In their analyses of students creating representations of variation, by hand, in two contexts, where the variation was of their own creation in making measurements or in the natural growth of the plants, Lehrer and Schauble (2007) emphasised the difficulties students had creating representations of the variables in the second, more complex, context. By the time the students in the study reported here reached the plant growth activity, the last activity of nine in the project, they had the support of TinkerPlots technology and experience using it in other activities (e.g. Fitzallen & Watson, 2020; Watson et al., 2020b). The authors speculate that the students in this study would not have been able to create reasonable representations of the data and variation in the activity by hand.

The language in the workbook questions, “within” and “between” treatments, was deliberately chosen to mirror the type of language that is used in more advanced statistics analyses when similar decisions are made about trends in experimental data. Helping students to begin thinking in such ways about data, with relevant language, can hopefully contribute to the appreciation of similar contexts encountered in later courses in the STEM fields. Similar to Watson’s (2005) evidence that students’ appreciation of variation precedes their appreciation of expectation, having students thinking about variation within and between variables intuitively at this level may support understanding when numerical techniques are introduced later.
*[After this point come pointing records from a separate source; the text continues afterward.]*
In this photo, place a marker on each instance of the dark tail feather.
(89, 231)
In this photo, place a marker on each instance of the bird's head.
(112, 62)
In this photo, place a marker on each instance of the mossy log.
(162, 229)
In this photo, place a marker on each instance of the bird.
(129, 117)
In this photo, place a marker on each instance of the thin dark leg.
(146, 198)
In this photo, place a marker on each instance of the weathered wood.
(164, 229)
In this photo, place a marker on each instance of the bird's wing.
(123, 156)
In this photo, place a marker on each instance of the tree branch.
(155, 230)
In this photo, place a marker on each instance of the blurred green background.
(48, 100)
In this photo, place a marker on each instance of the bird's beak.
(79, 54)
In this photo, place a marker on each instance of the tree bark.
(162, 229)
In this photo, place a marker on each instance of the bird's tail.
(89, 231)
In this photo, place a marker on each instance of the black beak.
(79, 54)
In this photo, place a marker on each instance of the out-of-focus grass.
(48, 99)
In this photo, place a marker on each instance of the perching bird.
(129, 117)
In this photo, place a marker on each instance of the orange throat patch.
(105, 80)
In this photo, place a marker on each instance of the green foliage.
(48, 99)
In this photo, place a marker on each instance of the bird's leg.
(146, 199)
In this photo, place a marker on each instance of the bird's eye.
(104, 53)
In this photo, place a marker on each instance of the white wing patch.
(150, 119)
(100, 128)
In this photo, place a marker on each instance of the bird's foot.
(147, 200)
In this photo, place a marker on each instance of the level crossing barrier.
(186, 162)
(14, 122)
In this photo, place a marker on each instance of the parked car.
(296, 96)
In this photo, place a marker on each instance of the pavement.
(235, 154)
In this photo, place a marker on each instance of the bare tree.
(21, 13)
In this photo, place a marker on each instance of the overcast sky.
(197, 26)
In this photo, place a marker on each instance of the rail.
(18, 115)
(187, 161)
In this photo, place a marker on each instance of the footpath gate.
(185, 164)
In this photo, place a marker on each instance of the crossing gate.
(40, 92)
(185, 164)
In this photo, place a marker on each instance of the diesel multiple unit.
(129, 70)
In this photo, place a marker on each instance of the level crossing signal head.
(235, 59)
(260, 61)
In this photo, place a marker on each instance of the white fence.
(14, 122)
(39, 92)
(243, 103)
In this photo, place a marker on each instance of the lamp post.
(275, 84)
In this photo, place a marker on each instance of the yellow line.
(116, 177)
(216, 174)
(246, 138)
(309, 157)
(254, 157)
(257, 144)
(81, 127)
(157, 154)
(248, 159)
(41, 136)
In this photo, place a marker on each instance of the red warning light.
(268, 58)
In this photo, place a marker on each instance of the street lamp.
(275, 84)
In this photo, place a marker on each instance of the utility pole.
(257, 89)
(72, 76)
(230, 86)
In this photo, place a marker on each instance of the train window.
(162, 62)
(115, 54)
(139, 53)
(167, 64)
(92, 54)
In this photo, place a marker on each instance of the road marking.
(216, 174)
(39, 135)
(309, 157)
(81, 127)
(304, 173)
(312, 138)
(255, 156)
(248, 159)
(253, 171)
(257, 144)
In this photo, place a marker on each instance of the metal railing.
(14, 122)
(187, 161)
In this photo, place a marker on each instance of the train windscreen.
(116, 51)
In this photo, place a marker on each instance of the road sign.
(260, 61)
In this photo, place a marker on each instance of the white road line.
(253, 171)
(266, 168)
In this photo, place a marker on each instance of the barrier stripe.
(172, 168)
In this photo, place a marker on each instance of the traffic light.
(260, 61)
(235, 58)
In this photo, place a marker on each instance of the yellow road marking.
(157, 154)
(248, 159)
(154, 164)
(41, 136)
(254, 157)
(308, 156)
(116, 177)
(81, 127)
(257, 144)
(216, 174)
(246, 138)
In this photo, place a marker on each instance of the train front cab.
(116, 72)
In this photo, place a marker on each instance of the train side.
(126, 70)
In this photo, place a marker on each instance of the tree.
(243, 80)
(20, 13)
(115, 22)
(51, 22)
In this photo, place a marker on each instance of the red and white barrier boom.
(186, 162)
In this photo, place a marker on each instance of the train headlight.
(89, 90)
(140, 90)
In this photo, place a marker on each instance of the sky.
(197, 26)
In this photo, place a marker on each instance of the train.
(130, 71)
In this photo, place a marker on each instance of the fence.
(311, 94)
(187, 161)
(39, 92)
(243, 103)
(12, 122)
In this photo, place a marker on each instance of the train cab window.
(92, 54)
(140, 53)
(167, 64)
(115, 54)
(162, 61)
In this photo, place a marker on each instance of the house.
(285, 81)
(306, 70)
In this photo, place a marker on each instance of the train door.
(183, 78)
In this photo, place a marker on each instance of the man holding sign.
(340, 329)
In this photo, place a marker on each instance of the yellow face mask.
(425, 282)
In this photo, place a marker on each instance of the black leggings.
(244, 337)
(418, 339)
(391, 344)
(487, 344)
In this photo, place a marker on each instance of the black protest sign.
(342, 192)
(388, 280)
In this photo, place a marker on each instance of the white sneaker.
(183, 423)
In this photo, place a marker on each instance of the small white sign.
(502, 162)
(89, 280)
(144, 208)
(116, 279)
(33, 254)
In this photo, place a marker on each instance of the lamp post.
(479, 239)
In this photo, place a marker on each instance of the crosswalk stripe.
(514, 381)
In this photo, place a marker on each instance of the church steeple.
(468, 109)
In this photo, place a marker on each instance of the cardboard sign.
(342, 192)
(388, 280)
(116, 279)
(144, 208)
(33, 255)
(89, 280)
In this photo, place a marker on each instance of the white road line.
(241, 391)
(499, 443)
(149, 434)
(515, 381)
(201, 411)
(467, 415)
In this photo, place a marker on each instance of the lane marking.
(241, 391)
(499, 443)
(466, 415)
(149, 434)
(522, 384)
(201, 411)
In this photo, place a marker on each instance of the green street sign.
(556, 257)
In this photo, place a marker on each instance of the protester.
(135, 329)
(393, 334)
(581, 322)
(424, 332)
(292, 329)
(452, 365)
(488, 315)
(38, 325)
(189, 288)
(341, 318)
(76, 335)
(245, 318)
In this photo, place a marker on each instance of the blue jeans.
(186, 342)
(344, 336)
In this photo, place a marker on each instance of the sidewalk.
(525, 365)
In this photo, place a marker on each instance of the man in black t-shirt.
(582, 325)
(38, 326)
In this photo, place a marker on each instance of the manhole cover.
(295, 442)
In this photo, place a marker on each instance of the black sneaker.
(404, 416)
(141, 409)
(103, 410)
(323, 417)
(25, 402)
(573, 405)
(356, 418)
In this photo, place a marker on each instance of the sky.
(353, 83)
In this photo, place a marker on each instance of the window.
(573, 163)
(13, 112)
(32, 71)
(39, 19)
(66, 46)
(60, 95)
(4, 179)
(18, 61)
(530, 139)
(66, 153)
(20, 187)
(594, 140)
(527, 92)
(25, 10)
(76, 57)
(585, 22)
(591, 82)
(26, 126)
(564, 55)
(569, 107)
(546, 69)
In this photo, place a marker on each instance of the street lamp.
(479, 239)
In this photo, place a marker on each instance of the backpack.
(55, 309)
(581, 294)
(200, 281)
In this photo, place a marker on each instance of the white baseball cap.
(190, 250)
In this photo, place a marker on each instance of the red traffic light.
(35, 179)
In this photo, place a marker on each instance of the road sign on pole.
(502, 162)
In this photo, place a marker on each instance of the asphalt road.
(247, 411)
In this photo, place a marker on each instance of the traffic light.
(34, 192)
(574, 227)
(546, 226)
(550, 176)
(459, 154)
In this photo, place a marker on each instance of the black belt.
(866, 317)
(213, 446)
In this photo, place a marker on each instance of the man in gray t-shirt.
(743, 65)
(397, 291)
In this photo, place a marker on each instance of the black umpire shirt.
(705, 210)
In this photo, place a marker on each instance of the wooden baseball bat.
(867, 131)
In the large environment of research that is required to put STEM education firmly in the school curriculum (Honey et al., 2014), this study is a relatively small component. Although part of a larger longitudinal study, it stands on its own here, as an example of Foundational Research (p. 139), aiming to model improved learning by developing and testing methodologies and technologies (e.g. TinkerPlots) that will inform others. In terms of the components of an Integrated STEM Education (p. 32), the Goals and Outcomes for students are addressed here through the developing of the twenty-first-century competencies, particularly associated with integrating statistical literacy with other STEM literacies to make meaningful foundations for future growth among the fields. The study also suggests classroom design aspects to be further trialed and improved by others.

Constraints

In retrospect, it is always possible to imagine that some aspects of the plant growth activity could have been different. Allowing many choices of treatments was complex to organize and the authors believe the outcome could have been achieved with fewer choices available. Students, however, were seen to enjoy discussions in their groups on what choices to make, sometimes based on their previous out-of-school experiences with the treatments. Although the students could rarely compare progress and results directly with those in other groups of four, there was interest across the class in seeing which plants and treatments grew better.

Some of the questions on the end-of-year questionnaire could have been phrased to expect higher level SOLO responses, but overall the authors had a purpose in not doing so, given the time gap for some students and the length of the complete end-of-study questionnaire. Although some students did not respond to a few questions, generally the response rate was good. The teacher and the researchers asked and encouraged the students to complete the end-of-year questionnaire, but there was no penalty for not doing so and it did not count toward their in-class assessment by the classroom teacher. Those who completed the task appeared to enjoy thinking back on the activity.